Plaintiffs relied on the consumer-expectation test. Id. at 2. Under that test, a design will be found defective where “the product failed to perform as safely as an ordinary consumer would expect when used in an intended or reasonably foreseeable manner.” Id.
Plaintiffs presented no expert testimony to support the allegation of design defect. Instead, Plaintiffs argued that expert testimony was unnecessary under the consumer-expectation test because “jurors, as consumers, can find in their own experience all of the evidence required for liability …” Id. at 2-3. The district court rejected plaintiffs’ argument and entered summary judgment for defendant. Id.
The Seventh Circuit affirmed, holding that expert testimony was required even under the consumer-expectation test. Id. at 7 (“If, as plaintiffs concede, it takes expert evidence to establish a complex product’s unreasonable dangerousness through a risk-utility approach, it also takes expert evidence to establish a complex product’s unreasonable dangerousness through a consumer-expectations approach.”)
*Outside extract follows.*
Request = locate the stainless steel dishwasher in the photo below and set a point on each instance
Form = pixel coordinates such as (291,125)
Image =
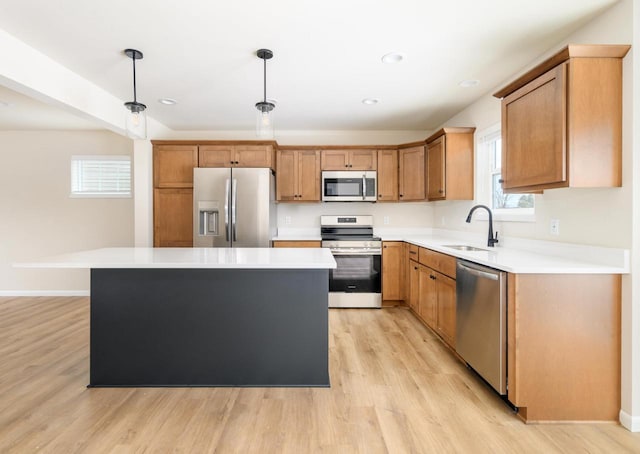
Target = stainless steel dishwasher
(481,321)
The court noted that the issues were simply too complex for a jury to assess without expert testimony. First, the court stated that even the issue of “consumer expectations” was typically subject to expert testimony under federal law, noting that consumer surveys are often required in cases involving trademark disputes or allegedly deceptive loan advertising. Id. at 5. The court said expert testimony regarding consumer expectations was even more important in a product liability case, which involves more complex issues. Id. (“Jurors know less about product design than they know about what confuses people who buy toothpaste or borrow $10,000.”) The court also said this was particularly true when the product involved was complex, noting a study finding “most people can’t explain what makes a bicycle or toilet work. Cars are far more complex.” Id. at 8.
The court also noted that the consumer-expectation test had been modified by the Illinois Supreme Court in Mikolajczyk v. Ford Motor Co., 231 Ill. 2d 516 (2008), so that consumer expectations are not the only issue considered. Id. at 5-7. Instead, consumer expectations are just a single factor to consider, along with the risk of harm from a particular design, and the feasibility of alternative designs. Id.
The court held that expert testimony on those other design-related issues is required. Id. at 10. Although all jurors are familiar with cars, that does not mean jurors can intelligently assess why a car was designed a certain way. Id. at 7. (“design options are the province of engineers. Jurors own cars, but people own lots of products without being able to explain (or even understand) the principles behind their construction and operation.”)
The court also stated that cases such as this one often involve complex accident mechanics and causation (e.g., what caused the rollover and what would have prevented it), which jurors cannot assess on their own. Id. at 7-9 (“Causation is a question about physics … Understanding requires some geometry and algebra; jurors’ unguided intuitions will not solve the equations.”)
It should be noted that the court’s discussion referred to the product at issue as a “complex” product, and noted the complexity of the accident mechanics. Id. at 3, 7, 8. See, e.g., Scoby v. Vulcan-Hart Corp., 211 Ill. App. 3d 106 (1991) (distinguishing between simple and complex products). Thus, an argument could be made that, even after Show, expert testimony may not be required if a “simple” product or “simple” accident mechanics are involved.
Finally, the court raised but declined to decide the issue of whether (in a federal case based on diversity) state or federal law controlled the need for expert testimony to establish a prima facie case of product defect. Id. at 4, 7. Thus, Show may be of limited value in Illinois state courts.